Mailing List Archive

subclassing term scorers
Hi Marvin --

In your last response, you asked why it was bad to have term scorers
be specific to TF/IDF scoring. I didn't do a good job of answering
clearly. I've been thinking about it more, and hopefully I can do a
better job of explaining why this time.

The problem is that while it is easy to subclass a term scorer, it's
difficult to get that subclassed scorer to be used. In the general
case you don't know what sort of posting format you are dealing with,
so you ask the posting list to generate a scorer for you. How do you
subclass something that is generated for you?

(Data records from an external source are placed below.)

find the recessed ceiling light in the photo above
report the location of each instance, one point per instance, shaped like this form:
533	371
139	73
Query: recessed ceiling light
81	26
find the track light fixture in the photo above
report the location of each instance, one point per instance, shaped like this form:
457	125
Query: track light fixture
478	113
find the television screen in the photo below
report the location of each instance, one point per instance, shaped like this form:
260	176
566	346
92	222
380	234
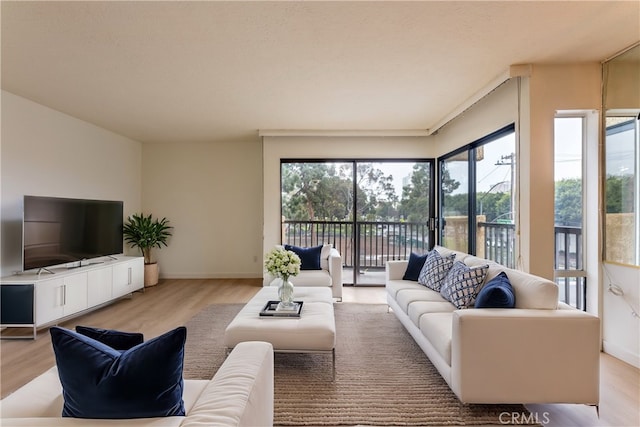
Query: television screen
58	230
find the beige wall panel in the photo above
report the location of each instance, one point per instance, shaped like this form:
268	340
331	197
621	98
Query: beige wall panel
47	153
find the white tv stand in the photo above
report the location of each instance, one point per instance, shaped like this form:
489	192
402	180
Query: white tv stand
37	300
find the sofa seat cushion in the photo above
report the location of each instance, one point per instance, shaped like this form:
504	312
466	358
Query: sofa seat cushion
435	269
414	266
394	286
438	329
407	296
418	308
101	382
311	278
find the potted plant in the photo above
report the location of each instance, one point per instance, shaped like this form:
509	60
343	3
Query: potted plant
146	232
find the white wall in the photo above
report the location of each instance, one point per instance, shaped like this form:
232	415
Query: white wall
47	153
212	195
620	329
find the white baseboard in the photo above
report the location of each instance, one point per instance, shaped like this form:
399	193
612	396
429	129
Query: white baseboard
216	275
621	353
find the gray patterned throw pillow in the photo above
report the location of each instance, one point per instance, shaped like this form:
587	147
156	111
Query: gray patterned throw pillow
435	269
462	283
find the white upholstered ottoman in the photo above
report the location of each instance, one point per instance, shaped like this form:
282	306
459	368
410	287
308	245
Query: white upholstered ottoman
313	331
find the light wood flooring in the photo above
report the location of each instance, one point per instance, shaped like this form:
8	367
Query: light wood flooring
174	302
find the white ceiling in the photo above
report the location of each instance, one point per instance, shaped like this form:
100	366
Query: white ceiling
219	71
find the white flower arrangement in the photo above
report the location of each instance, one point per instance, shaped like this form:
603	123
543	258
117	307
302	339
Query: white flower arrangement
282	263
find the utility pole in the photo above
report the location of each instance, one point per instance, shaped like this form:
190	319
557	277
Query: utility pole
510	160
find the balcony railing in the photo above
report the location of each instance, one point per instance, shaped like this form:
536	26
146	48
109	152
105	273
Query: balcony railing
379	242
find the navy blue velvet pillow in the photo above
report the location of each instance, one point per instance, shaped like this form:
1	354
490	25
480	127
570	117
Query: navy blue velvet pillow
414	267
309	257
117	340
101	382
497	293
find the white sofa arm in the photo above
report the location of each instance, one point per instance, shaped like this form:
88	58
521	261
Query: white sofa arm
241	392
519	355
395	270
335	271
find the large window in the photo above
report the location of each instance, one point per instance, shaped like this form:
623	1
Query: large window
622	193
477	205
569	142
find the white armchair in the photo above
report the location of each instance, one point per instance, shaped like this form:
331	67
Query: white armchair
330	273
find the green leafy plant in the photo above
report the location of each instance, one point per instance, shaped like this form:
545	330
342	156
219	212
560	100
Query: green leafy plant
146	232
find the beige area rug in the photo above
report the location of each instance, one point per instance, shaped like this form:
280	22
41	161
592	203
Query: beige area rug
382	377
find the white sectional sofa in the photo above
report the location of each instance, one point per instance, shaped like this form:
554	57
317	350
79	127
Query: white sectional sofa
541	351
239	394
329	274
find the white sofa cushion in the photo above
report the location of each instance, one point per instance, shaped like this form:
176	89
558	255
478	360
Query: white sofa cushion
438	329
394	286
42	397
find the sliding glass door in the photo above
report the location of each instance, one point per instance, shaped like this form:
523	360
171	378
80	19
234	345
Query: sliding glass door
371	211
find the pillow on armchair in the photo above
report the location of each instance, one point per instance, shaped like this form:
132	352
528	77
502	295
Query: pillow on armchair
309	257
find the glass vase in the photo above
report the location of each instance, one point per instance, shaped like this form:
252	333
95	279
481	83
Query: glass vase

Here's some some alternatives I've considered:

I could bypass PostingList->make_scorer, as PhraseScorer does, and
work directly on the Posting. This feels presumptive, and reliant on
Posting internals. I'm confused by your comfort in having
PhraseScorer do so.

I could call PostingList->make_scorer, and then twiddle with VTable so
that the scorer calls my custom tally function. This feels tricksy,
and my custom tally function would still have to forcibly cast the
Posting into something specific.

I could try to wrap the posting specific scorer with my own, and never
call its tally, but the tally I want needs access to posting->impact
(among other things), so I'd have to peek the internals of the posting
anyway.

I could change the architecture so that rather than passing a Sim
object, I pass a Tally object with a run method. Then Scorer_Tally()
is changed to call scorer->tally->run(scorer, tally). Then I
wouldn't have to subclass the generated scorer, as it would already be
customized.

(I like that this further encapsulates the particular scoring scheme,
but it would be complex, and would still require the internals of the
Scorer to be exposed, if only to the Tally object. Either it would
need an ISA() check and a cast, or some way of interrogating the
Scorer as to whether certain features are available.)

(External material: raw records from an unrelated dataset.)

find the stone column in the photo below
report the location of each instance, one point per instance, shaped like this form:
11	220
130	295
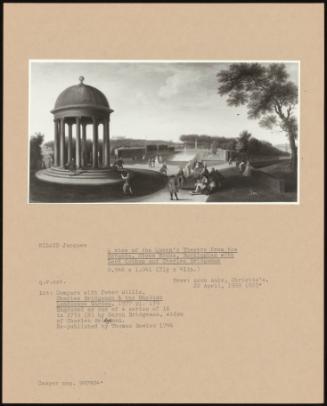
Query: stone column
106	143
62	143
95	144
78	143
55	144
69	146
83	152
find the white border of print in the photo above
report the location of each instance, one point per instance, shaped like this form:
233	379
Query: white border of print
30	61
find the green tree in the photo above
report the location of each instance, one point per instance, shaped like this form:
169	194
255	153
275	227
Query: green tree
35	150
268	94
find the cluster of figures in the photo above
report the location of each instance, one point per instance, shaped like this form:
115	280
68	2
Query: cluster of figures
202	180
127	187
154	160
244	167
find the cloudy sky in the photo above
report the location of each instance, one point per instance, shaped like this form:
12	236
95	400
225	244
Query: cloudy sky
152	100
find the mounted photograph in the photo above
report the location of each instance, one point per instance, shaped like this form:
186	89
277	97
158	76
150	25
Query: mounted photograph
163	131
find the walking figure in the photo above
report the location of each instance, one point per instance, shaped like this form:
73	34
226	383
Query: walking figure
173	188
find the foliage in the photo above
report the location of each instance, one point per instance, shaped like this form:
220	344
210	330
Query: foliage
268	94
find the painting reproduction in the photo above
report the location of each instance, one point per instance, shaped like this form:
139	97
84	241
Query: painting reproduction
163	131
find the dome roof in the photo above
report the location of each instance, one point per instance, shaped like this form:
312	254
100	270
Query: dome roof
81	95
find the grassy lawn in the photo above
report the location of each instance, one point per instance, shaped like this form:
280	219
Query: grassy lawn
237	188
143	183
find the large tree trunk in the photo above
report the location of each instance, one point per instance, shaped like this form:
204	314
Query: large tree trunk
293	146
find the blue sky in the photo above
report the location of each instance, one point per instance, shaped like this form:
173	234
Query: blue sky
152	100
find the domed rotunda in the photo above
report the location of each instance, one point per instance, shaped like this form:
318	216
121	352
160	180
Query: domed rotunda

Anyway, is there a solution you would recommend here? I feel like I
must be missing something obvious. I'd like to have a path that would
continue to work even as I move to other posting formats, particularly
the mmap() approach I mentioned.

Thanks again!

Nathan Kurz
nate@verse.com
subclassing term scorers [ In reply to ]
On Jul 17, 2007, at 1:50 AM, Nathan Kurz wrote:

> The problem is that while it is easy to subclass a term scorer, it's
> difficult to get that subclassed scorer to be used.

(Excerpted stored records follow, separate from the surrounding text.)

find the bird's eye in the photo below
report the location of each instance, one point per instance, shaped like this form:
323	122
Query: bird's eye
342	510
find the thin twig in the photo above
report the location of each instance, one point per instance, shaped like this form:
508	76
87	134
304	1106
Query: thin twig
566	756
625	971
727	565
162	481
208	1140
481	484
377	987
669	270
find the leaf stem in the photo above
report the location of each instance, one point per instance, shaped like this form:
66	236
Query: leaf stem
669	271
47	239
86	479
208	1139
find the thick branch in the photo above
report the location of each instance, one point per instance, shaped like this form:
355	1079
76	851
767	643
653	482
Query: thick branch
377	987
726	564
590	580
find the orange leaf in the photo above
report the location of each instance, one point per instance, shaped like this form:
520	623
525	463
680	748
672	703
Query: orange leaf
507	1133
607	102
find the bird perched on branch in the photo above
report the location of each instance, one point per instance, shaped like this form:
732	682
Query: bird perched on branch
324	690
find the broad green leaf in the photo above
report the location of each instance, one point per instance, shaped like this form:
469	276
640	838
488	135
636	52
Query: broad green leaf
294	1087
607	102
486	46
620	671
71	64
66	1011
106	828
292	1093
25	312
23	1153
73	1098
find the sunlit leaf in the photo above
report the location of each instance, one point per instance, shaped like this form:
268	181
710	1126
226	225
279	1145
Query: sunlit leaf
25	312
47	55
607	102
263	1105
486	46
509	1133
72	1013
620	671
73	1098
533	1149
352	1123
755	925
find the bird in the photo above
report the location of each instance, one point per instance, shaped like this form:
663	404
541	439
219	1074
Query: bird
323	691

The intent is that each Posting subclass will have a fixed
association with a corresponding TermScorer subclass. You're not
supposed to be able to override that association without additional
subclassing.

Furthermore, each Posting subclass shall wholly define a posting file
format. This is very different from Lucene. In Lucene, the code to
read postings data is spread out over many classes, resulting in a
tight binding between code base and file format which impedes
extensibility. The postings data itself is spread out over 2-3 index
files per field -- .frq and .prx, and optionally .fNUM -- whose
formats have slowly become mangled by the persistent nibbling of
feeping creatures. Take a look at <http://lucene.apache.org/java/
docs/fileformats.html#Frequencies> and try to imagine writing actual
code to support that spec. :)

The introduction of the Posting class in KS and the ironclad
association of a posting_type with a particular field is an attempt
to disentangle that situation by applying the refactoring technique I
referenced earlier, "replace conditionals with polymorphism".
Instead of keeping track of "hasPositions", "hasBoost", "hasPayload"
and such, we point a read function at the postings file which knows
*exactly* how to decode it.

Posting currently works great for internal use, but it's not quite
ready for public subclassing yet. The next step along the path as I
see it is to refactor Posting and the classes that touch it so that
writing a Posting subclass is as simple as defining...

* a write method
* a read method
* a make_scorer method
* a TermScorer subclass that overrides Scorer_Tally

In either C or Perl. :)

Another advantage of the unified posting file design is superior
locality of reference compared with Lucene's spread-out posting
files. This is an engineering tradeoff, as when matching only doc
number on a ScorePosting field, Lucene has to plow through less
data... but when positions are needed, KS does fewer hard disk
seeks. (: It would seem natural for us to exploit positions data
fully, since we're reading it regardless -- which is one reason I'm
enthusiastic about your positional work. :)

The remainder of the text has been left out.